9La troisième partie du livre présente le personnage vers la fin de sa vie, presqu’oublié, effrayé de la solitude, fait montré tant par ses essais (moitié biographiques, moitié professionnels), que par son énergie créatrice au sens strictement mondain. L’incertitude vis-à-vis de son propre statut est accentuée par les changements apparemment injustifiés et très rapides de ses testaments. La scène de la vie devient le lieu où tout espoir doit être concrétisé violemment et reproduit avec vitesse. C’est ainsi que Martinelli devient père d’un nombre impressionnant d’enfants, eux-mêmes les vrais héritiers de son énergie créatrice. Comme l’érotisme était devenu un instrument de promotion théâtrale pendant sa carrière, Martinelli retrace symboliquement dans sa vie particulière tout ce qu’il avait vécu sur la scène. Dans cette logique, traverser l’Achéron devenait synonyme de traverser la Seine, pendant que les faubourgs et les salons de la cour devenaient « les raccourcis symboliques du travestissement social auquel il était habitué ». La liaison entre les micro- et les macro-espaces est renforcée par la ressemblance entre la ville et le théâtre dans lequel les acteurs représentaient parfois les témoins involontaires des disputes idéologiques.

10Dans ces moments-là, vers la fin de sa vie, l’écrire devient pour Martinelli le substitut de l’agir, l’occasion pour réfléchir et pour trouver un prototype de méta-théâtralité ; en se détachant du jeu, Martinelli ne cesse pas d’assommer l’identité de l’Alter. La force avec laquelle il pouvait communiquer ses émotions et ses angoisses aux autres, tout ce conflit qui auparavant s’extériorisait par les nerfs, la tension des muscles, le profil, les costumes, rend maintenant paradoxal l’état narratif que Martinelli atteint, intériorisant cette fois son énergie.
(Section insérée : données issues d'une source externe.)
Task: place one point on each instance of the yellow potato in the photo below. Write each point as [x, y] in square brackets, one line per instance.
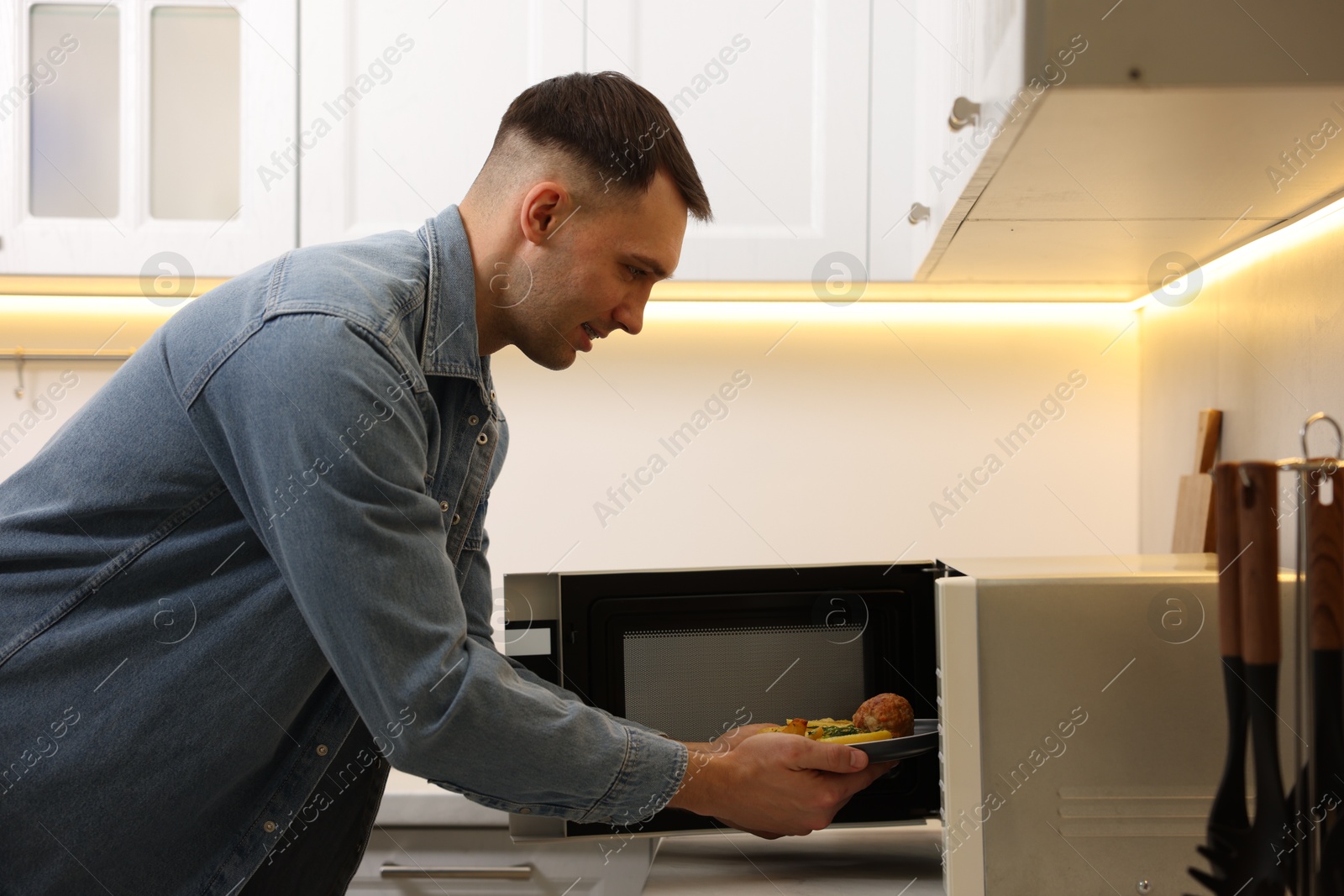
[859, 738]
Le geste d’écrire porte en soi une énergie qui transcrit, à la fois, « l’idéogramme d’un mouvement spirituel ». Le dédoublement de chaque mouvement, qui relâchait le conflit intérieur et qui transgressait et sapait le nœud narratif, même en l’obéissant, est la vraie marque d’Arlequin — le corps étranger et le regard singulier qui réussit à coexister dans une aventure commune aux autres. Ses fils sont ceux nés par son épouse Paola, mais aussi Sancho Panza ou les figures similaires qui entreront dans le canon théâtrale et littéraire. Avec des racines dans la tradition latine (voir « Miles Gloriosus »), Arlequin va influencer avec sa force perturbatrice mais, en définitif, vitale, les iconographies de la démence purificatrice que Ferrone rappelle toujours dans les pages de son livre. Finissant avec les appréciations positives sur Martinelli faites par l’un des autres grands noms de l’histoire du théâtre, Andreini, Ferrone accentue la force que les lazzi de Commedia ont pour transmettre, au-delà du texte improvisé, leurs messages simples mais profonds — les liens mondains avec la joie de vivre, car la fertilité et la vitalité de Martinelli, telles que les décrit l’auteur, lues entre les lignes des canevas, nous rapprochent d’Arlequin et nous le rend plus humain que n’importe quel autre masque.